Effects of wall surge on drag-based paddling and pumping at intermediate Reynolds number

Drag-based swimming is a common locomotive strategy at low to intermediate Reynolds numbers; in this regime, organisms often use multiple flexible appendages in close proximity to modulate forces and improve efficiency. Ctenophores, a marine zooplankton and the largest known organisms to use cilia for locomotion, exemplify this strategy. These cm-scale animals propel themselves via the metachronal motion of paddle-like bundles of mm-scale cilia (ctenes), which are organized into rows along a curved body surface.

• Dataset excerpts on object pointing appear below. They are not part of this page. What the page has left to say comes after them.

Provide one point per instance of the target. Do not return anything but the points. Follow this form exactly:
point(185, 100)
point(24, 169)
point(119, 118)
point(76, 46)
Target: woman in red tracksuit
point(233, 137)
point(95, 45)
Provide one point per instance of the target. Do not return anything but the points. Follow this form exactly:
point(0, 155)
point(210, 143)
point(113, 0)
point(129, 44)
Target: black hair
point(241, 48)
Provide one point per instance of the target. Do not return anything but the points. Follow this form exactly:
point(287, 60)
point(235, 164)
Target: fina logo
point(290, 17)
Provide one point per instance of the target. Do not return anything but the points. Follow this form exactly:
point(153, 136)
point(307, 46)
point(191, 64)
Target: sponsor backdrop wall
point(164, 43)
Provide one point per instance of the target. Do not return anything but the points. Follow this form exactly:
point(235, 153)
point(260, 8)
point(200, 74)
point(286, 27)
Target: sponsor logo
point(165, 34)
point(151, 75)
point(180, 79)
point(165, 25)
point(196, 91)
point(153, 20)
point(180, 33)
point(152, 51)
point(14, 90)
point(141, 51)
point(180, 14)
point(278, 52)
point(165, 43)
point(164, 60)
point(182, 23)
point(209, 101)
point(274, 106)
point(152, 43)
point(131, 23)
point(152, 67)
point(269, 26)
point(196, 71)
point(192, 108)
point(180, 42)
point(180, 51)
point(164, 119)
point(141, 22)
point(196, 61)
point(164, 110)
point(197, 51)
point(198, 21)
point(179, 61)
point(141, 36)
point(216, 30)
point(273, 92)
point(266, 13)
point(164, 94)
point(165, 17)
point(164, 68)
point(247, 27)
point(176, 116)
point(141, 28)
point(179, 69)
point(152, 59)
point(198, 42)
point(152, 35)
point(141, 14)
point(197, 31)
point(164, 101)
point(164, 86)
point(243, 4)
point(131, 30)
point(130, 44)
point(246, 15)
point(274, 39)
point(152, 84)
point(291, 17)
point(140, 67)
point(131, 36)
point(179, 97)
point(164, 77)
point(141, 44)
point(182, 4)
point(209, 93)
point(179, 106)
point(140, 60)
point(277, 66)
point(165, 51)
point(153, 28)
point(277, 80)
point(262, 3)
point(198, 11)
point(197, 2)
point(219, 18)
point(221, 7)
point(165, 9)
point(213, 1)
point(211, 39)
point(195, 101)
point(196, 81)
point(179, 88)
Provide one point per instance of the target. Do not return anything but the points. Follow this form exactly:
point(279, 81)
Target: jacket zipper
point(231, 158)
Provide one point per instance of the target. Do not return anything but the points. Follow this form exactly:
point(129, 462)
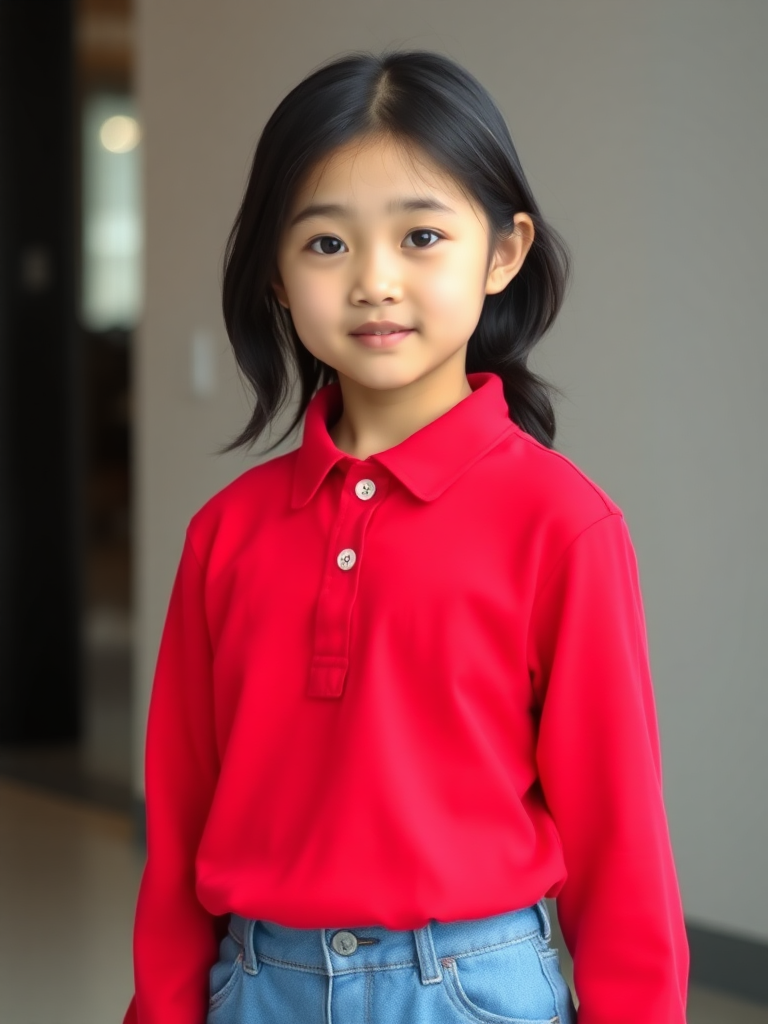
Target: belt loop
point(251, 961)
point(430, 972)
point(543, 911)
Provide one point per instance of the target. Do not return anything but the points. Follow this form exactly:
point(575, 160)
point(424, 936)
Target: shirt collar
point(428, 461)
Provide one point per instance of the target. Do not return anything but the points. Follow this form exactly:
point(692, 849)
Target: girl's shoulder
point(243, 505)
point(558, 493)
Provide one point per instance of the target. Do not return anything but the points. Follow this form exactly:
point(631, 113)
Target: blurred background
point(126, 133)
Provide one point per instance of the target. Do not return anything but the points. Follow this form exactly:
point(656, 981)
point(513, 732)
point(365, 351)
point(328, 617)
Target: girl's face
point(381, 233)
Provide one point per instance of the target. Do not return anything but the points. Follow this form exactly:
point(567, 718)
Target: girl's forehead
point(380, 164)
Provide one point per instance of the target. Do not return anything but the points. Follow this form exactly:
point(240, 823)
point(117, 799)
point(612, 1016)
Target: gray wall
point(642, 128)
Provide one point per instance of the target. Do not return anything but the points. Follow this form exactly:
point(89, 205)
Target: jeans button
point(344, 943)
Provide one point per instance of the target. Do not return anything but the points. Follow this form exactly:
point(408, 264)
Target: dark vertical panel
point(40, 462)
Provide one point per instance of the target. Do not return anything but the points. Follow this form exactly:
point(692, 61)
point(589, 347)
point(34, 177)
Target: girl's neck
point(375, 420)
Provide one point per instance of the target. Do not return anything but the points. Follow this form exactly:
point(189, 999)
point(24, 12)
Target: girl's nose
point(376, 280)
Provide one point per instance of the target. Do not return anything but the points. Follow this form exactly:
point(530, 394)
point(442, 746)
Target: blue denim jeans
point(497, 970)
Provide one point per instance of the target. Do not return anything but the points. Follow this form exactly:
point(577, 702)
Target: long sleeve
point(175, 939)
point(599, 761)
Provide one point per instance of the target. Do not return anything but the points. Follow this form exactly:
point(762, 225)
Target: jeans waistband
point(343, 950)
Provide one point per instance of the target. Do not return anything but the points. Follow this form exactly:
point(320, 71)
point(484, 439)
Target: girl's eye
point(421, 238)
point(327, 241)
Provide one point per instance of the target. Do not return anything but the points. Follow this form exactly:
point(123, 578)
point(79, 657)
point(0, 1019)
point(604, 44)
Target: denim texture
point(497, 970)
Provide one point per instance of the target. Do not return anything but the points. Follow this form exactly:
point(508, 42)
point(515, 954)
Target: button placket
point(339, 587)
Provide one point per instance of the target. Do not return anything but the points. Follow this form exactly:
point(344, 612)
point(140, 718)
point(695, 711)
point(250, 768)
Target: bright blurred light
point(120, 133)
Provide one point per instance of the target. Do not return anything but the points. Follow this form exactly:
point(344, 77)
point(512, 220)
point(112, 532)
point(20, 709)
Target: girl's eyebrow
point(397, 205)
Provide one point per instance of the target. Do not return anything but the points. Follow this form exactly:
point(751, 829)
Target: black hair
point(422, 98)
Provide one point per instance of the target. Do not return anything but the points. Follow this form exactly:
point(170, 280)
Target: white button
point(344, 943)
point(365, 489)
point(346, 558)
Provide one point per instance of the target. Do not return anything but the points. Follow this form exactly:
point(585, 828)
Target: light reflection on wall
point(113, 242)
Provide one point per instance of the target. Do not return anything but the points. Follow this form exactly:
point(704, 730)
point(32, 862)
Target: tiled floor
point(69, 877)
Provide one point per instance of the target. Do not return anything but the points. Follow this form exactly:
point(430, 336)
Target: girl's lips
point(382, 340)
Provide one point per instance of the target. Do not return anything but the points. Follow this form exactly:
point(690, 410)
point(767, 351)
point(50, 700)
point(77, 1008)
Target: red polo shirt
point(411, 687)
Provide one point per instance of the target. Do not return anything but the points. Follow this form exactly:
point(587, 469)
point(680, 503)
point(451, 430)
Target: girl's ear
point(510, 254)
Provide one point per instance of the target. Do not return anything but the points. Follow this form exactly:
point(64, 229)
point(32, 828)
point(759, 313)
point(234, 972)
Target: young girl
point(403, 692)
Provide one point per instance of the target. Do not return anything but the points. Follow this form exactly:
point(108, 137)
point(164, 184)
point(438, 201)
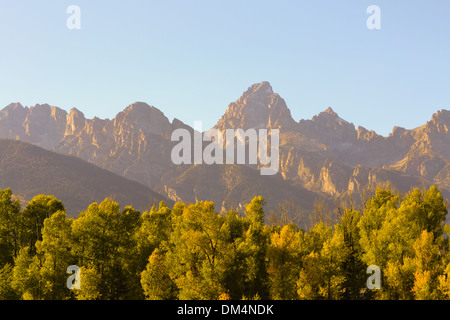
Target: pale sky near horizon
point(191, 58)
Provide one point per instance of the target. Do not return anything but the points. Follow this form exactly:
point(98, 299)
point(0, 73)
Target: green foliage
point(192, 252)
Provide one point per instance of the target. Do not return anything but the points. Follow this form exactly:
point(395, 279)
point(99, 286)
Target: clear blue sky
point(191, 58)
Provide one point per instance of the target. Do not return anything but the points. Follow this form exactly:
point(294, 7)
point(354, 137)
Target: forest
point(192, 252)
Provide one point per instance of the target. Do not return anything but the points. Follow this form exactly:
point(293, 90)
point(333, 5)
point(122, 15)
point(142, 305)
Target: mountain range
point(320, 158)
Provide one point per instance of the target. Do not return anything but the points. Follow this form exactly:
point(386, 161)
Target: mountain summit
point(322, 157)
point(258, 107)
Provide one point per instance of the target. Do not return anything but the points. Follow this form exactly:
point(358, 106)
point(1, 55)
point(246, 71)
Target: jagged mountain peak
point(260, 88)
point(258, 107)
point(329, 114)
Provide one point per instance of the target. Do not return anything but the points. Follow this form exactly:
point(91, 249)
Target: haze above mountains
point(323, 157)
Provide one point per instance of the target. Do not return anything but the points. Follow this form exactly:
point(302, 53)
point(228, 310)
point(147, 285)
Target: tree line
point(190, 251)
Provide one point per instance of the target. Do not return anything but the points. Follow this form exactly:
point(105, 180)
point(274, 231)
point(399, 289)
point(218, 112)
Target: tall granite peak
point(258, 107)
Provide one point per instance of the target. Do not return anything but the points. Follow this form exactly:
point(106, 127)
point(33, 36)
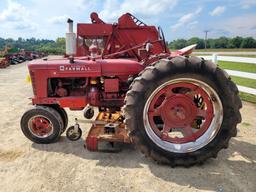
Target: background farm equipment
point(176, 109)
point(16, 56)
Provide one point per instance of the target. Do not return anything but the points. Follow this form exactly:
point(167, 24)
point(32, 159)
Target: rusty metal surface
point(98, 131)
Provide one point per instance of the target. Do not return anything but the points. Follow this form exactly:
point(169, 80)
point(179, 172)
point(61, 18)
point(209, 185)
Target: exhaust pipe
point(70, 40)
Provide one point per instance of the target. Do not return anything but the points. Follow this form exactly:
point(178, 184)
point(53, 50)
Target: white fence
point(249, 90)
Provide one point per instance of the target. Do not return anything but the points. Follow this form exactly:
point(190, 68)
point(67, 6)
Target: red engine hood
point(101, 67)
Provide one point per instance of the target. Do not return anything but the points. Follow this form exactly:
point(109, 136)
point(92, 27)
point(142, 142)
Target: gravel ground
point(67, 166)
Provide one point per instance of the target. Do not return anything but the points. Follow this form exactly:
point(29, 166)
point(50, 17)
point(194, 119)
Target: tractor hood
point(85, 67)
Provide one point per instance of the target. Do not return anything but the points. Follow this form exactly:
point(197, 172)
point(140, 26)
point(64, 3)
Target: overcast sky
point(178, 18)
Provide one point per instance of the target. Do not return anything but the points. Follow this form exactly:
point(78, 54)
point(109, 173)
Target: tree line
point(58, 46)
point(33, 44)
point(218, 43)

In-situ observations reveal that the deformable body wall under the ctenes carries a traveling wave at the same frequency as the beating propulsors, such that the ctene base moves orthogonally to the direction of oscillation (surge). However, it remains unclear whether this substrate motion is a passive response to the pressure field generated by the overlying ctenes, or an active mechanism employed to enhance hydrodynamic performance. To evaluate the role of a surging substrate during drag-based paddling, we designed a robotic system that mimics the coupled motion of a ctene and its underlying deformable body wall. The oscillating and surging motions of a high aspect ratio paddle are controlled by a synchronized servomotor and linear actuator, respectively. A flexible sheet, deforming as the paddle surges, simulates the ctenophore’s body surface. Using Particle Image Velocimetry (PIV), we explored the hydrodynamic effects of a range of phase delays between the paddle’s oscillation and surge, as well as the orthogonal surging distance, on the generated flow. We show that the surging distance and phase delay interact to both attenuate and augment force production, depending on their timing. Significantly, the most effective phase delay for thrust augmentation in our robotic model aligns with the phase delay observed in living ctenophores. This suggests that surging substrate deformation in ctenophores may be an active component of their propulsive strategy to improve efficiency and performance. More broadly, our results emphasize the potential contribution of surging movement in drag-based swimming in general, particularly for highly flexible and deformable organisms as well as bioinspired robots, vehicles, and devices that use similar strategies.